La seguridad jurídica es un elemento esencial en un Estado de derecho, así como una garantía democrática. Y en un escenario como el actual, la seguridad jurídica debe actuar como un incentivo para mayor dinamismo económico, que genere empleo y mayor recaudación de impuestos. Entre más empresas y emprendimientos, mayor recaudación de impuestos, por ello no son pocas voces las que siguen insistiendo en que la mejor reforma fiscal es facilitar el clima de negocios.
Pero para hablar de crecimiento económico, primero necesitamos hablar de seguridad jurídica, y la seguridad jurídica implica la preexistencia de un ordenamiento de referencia que no puede ser otro que el constitucional. La seguridad jurídica es un elemento esencial del Estado de Derecho Constitucional que, por un lado, obliga a los poderes públicos —a todos ellos— a actuar de conformidad con las normas válidamente aprobadas y, por otro, es una garantía para la ciudadanía de que los poderes públicos no renunciarán a la observación y aplicación de dichas normas.
Sin embargo, a contrapelo de esa necesidad de crecimiento y seguridad jurídica, la estrechez fiscal ha derivado en posiciones o actuaciones debatibles por parte de la Administración Tributaria, y el caso del diferencial cambiario es un ejemplo inmejorable y lamentable, dado que genera desconfianza en el inversionista.
Debido a lagunas normativas previo a la reforma fiscal introducida mediante la Ley de Fortalecimiento de las Finanzas Públicas (LFFP), el tratamiento del diferencial cambiario divagó por fuertes contradicciones por parte del fisco, que derivó en la promulgación de un Criterio Institucional (CI) en el cual “zanjaba” su posición final. Si bien un CI no es vinculante para el contribuyente, es una norma infra legal, si lo es hacia los propios auditores, por ende, al menos se tenía relativamente claro a qué enfrentarse en una fiscalización.
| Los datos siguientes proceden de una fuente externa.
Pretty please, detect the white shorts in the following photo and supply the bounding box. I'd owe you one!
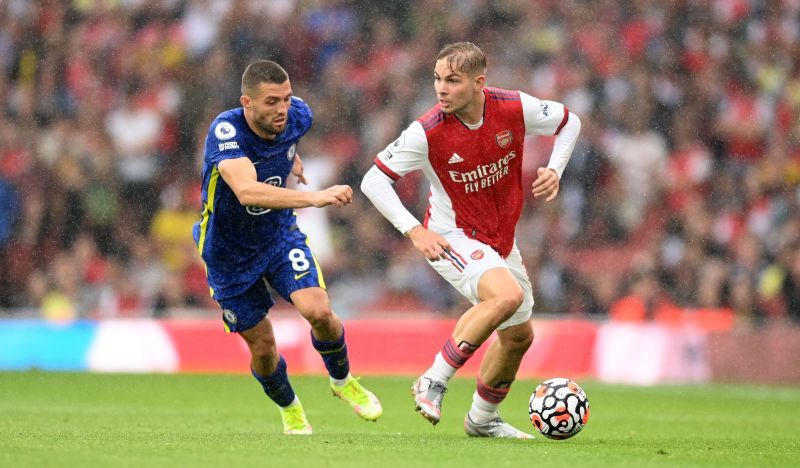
[428,230,533,330]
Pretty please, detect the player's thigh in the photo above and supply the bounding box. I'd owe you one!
[497,244,534,330]
[428,232,506,304]
[217,278,275,333]
[266,228,327,303]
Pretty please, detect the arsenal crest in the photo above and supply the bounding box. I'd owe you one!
[494,130,514,149]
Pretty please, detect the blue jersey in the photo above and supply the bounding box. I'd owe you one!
[193,97,313,299]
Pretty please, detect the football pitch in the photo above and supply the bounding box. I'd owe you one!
[0,372,800,468]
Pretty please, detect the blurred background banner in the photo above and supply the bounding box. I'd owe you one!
[0,0,800,384]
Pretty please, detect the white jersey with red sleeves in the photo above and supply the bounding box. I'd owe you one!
[375,87,569,257]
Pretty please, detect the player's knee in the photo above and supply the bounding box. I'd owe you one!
[303,300,334,329]
[247,336,278,363]
[495,288,525,321]
[498,321,533,355]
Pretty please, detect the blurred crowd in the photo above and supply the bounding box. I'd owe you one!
[0,0,800,324]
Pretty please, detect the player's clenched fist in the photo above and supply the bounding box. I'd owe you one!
[313,185,353,208]
[408,226,450,262]
[532,167,558,201]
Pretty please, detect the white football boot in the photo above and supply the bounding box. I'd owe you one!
[464,413,533,439]
[411,375,447,426]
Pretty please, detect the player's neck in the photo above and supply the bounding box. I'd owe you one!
[456,90,486,125]
[244,108,278,141]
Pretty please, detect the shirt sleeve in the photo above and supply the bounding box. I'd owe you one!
[519,91,569,136]
[361,165,420,234]
[375,121,428,181]
[206,120,246,166]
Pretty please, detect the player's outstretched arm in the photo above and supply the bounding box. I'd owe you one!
[361,166,450,261]
[217,158,353,209]
[531,112,581,201]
Con la entrada en vigor de la LFFP se normó, con deficiencias técnicas, el tratamiento del diferencial cambiario a nivel tributario. Esto provocó que la Dirección General de Tributación emitiera un nuevo CI considerando, contra ley que, a efectos de la determinación de la base imponible en el impuesto sobre las utilidades, solo se considerarían aquellas diferencias cambiarias que atienden el denominado criterio de “realización”.
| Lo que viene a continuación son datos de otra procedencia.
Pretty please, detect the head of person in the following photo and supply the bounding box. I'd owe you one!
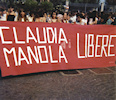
[63,13,67,20]
[21,11,25,17]
[52,12,56,19]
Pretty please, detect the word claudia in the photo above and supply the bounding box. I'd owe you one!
[0,27,116,67]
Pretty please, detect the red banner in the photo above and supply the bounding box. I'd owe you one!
[0,22,116,77]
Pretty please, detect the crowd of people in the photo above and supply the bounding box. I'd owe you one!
[0,7,116,25]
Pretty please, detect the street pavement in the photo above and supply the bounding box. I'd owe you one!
[0,67,116,100]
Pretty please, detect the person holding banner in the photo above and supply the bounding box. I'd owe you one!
[7,7,16,21]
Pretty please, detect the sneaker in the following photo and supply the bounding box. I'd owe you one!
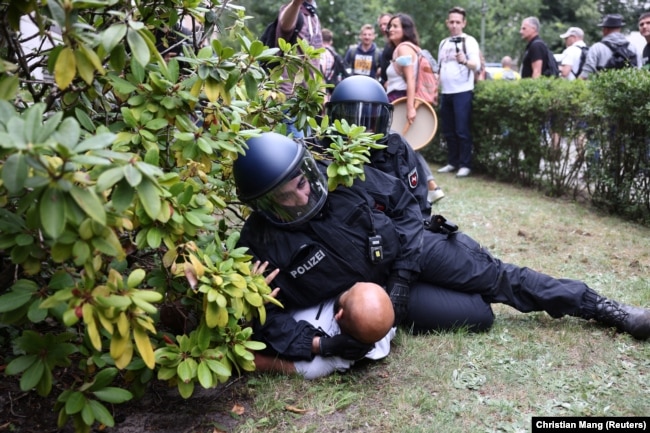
[427,187,445,204]
[438,164,456,173]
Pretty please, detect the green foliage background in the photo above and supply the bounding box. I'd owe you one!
[0,0,640,432]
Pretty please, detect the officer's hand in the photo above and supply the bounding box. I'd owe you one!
[386,278,411,325]
[320,334,375,361]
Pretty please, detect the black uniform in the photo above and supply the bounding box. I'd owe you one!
[370,132,431,220]
[240,161,588,359]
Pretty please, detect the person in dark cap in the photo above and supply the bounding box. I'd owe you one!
[639,12,650,69]
[580,14,637,80]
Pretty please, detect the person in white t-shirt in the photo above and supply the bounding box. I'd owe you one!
[560,27,588,81]
[438,6,481,177]
[255,278,397,379]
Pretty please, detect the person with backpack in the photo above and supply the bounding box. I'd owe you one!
[519,17,560,78]
[560,27,589,81]
[438,6,481,177]
[580,14,638,80]
[639,12,650,70]
[386,13,445,203]
[343,24,381,78]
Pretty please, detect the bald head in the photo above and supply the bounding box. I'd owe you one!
[336,283,395,343]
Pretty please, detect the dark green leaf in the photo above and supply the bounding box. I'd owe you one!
[111,180,135,212]
[101,23,126,53]
[126,28,151,67]
[65,391,87,415]
[96,166,124,191]
[54,117,81,149]
[0,290,32,313]
[20,359,45,391]
[2,153,28,194]
[136,178,161,220]
[38,186,66,239]
[88,400,115,427]
[89,367,117,391]
[5,355,38,376]
[93,387,133,403]
[70,186,106,225]
[74,132,115,153]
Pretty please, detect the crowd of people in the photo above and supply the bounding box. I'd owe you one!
[252,0,650,378]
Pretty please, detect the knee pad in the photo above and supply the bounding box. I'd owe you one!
[405,281,494,333]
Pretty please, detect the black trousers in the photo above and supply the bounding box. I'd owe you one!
[409,231,591,330]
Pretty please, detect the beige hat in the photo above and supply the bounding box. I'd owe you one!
[560,27,585,39]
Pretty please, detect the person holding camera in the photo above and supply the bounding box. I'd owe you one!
[438,6,481,177]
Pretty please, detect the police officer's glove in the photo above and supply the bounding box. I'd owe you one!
[386,277,411,325]
[320,334,375,361]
Hasta ahí, teníamos un problema de legalidad donde el CI era muy cuestionable con respecto a la ley vigente, lo cual derivaba en más inseguridad jurídica e inevitables litigios. Sin embargo, el problema más inquietante es que el CI sufrió una enmienda, señalando que sus efectos serían a partir del periodo fiscal 2021, es decir, el periodo fiscal 2020 no se vería “afectado” por la interpretación actual de la Administración.
Así, con el mismo marco legal y en el mismo momento histórico, la Administración Tributaria señalaba que tenía una posición con respecto al diferencial cambiario para el periodo fiscal 2020 y otra para el 2021. Ni siquiera se trata de un cambio de criterio en dos periodos de tiempo distintos derivados de un nuevo análisis o elementos, no, se trata de que en el mismo acto administrativo establece que su criterio sobre el diferencial cambiario es distinto dependiendo del año.
Lo anterior es un adefesio jurídico inexcusable y un precedente muy peligroso contra la seguridad jurídica y el contribuyente. Si bien sabemos que los CI no son vinculantes ni pueden ir contra la ley, es indudable que la poca claridad de lo que se enfrente en una fiscalización lo único que provoca es ahuyentar la inversión extranjera y crear un clima de negocios confuso, elementos que son abiertamente contrarios a lo que necesita el país y el propio fisco.